Opinion
March 6, 1928.
INTOXICATING LIQUORS: Sentence — Reduction — Record Required. A sentence for violating the intoxicating liquor statutes will not, on appeal, be reduced, in the absence of a record which shows a substantial reason for such reduction.
Headnote 1: 17 C.J. p. 367.
Appeal from Story District Court. — SHERWOOD A. CLOCK, Judge.
The defendant was prosecuted for, and convicted of, the crime of maintaining a liquor nuisance. Maximum sentence was imposed upon him of imprisonment in the county jail for the period of one year, and a fine of $1,000. The decree specially provided that, if the fine were not paid, the defendant should be confined in the county jail after the expiration of one year, for a period of 300 days. The defendant has appealed. — Affirmed.
Bert B. Welty and Welty Soper, for appellant.

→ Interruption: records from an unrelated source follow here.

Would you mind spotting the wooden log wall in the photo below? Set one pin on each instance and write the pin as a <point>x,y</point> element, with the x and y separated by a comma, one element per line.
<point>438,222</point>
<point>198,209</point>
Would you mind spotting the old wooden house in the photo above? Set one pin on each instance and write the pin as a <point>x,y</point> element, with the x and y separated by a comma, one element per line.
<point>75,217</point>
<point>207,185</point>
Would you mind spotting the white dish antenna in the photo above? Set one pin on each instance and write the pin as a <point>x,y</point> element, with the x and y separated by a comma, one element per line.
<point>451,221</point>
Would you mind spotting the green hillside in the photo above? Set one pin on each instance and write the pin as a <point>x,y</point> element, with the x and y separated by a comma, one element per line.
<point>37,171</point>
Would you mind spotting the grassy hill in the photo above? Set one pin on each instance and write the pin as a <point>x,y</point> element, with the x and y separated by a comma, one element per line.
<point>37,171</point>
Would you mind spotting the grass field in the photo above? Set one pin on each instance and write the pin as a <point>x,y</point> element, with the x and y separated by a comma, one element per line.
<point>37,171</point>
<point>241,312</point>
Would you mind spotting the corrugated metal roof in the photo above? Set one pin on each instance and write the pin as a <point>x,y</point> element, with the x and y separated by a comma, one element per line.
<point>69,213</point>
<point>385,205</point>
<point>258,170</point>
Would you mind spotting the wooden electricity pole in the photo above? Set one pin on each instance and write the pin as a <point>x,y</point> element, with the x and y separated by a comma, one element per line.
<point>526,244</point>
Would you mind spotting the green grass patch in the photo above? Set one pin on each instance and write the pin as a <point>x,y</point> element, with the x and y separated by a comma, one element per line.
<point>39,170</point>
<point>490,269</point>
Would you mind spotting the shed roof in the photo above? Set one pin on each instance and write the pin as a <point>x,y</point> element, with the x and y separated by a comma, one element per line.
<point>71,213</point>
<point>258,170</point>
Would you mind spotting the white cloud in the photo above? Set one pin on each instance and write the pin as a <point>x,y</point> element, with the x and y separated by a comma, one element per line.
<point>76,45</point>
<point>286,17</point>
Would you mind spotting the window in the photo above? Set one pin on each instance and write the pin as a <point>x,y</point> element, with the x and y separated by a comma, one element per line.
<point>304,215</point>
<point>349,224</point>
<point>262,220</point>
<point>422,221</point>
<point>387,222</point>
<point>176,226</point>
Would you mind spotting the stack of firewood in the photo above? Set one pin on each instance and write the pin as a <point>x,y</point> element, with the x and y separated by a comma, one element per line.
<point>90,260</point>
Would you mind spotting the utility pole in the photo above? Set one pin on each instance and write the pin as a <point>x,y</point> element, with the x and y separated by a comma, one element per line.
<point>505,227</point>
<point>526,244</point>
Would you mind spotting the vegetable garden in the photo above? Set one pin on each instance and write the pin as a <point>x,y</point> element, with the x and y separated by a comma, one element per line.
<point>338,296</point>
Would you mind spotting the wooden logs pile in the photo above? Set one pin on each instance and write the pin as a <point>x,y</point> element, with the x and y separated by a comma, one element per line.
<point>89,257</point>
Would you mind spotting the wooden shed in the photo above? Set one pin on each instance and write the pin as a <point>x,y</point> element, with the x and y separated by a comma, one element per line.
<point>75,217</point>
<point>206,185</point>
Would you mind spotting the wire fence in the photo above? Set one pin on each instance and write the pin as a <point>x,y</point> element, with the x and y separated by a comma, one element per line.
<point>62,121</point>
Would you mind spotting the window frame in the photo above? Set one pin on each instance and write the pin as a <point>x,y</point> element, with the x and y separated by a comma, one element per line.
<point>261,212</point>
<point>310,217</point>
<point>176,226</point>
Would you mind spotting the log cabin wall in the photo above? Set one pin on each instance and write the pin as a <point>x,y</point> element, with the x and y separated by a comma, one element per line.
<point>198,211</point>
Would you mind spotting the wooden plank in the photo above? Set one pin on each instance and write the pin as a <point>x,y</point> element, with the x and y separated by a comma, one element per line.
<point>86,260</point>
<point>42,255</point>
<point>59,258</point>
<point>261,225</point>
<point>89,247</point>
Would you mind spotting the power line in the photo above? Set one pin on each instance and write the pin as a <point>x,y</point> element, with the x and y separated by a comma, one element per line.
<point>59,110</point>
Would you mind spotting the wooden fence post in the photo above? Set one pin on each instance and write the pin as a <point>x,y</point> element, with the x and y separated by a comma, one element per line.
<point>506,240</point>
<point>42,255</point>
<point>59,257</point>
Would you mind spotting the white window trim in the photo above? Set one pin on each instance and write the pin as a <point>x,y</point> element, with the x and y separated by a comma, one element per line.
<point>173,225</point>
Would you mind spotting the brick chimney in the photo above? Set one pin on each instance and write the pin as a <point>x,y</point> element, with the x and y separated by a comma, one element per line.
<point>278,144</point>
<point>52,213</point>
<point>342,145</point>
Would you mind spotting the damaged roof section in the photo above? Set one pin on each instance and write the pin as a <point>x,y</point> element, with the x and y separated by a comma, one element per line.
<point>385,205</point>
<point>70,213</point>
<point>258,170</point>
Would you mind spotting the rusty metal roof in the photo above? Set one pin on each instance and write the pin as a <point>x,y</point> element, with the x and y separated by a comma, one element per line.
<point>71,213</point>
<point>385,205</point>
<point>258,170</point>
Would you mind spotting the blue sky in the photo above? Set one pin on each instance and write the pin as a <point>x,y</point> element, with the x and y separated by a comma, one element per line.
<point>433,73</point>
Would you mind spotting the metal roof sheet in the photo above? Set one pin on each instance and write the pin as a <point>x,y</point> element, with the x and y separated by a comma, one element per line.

John Fletcher, Attorney-general, and Carl J. Stephens, Assistant Attorney-general, for appellee.
Two grounds of reversal are specified: (1) That the verdict was not sustained by the evidence; (2) That the punishment was excessive.
The evidence was in conflict. The testimony of the witnesses Costello and Young, introduced by the State, was self-contradictory to a marked degree, and in our judgment was entitled to little, if any, credit. But, apart from this testimony, the other evidence, if believed, was clearly sufficient to sustain the verdict.
The punishment inflicted was severe, but it was within the provisions of the statute. The statute indicates the clear legislative intent that the crime charged, if proven, shall draw severe penalty. The defendant is the head of a family, and was the renter of a farm, which he had occupied for sixteen years. These circumstances were in his favor. It is manifest that the punishment inflicted will operate upon him with great severity. But it is not our function to palliate such a sentence, unless the record shows some substantial reason for our interfering. The defendant made no showing in the court below for a mitigation of sentence. The record before us, therefore, brings nothing to our attention upon which we could predicate interference. The evidence in support of the conviction is very substantial.
The judgment below is, accordingly, — Affirmed.
STEVENS, C.J., and FAVILLE, KINDIG, and WAGNER, JJ., concur.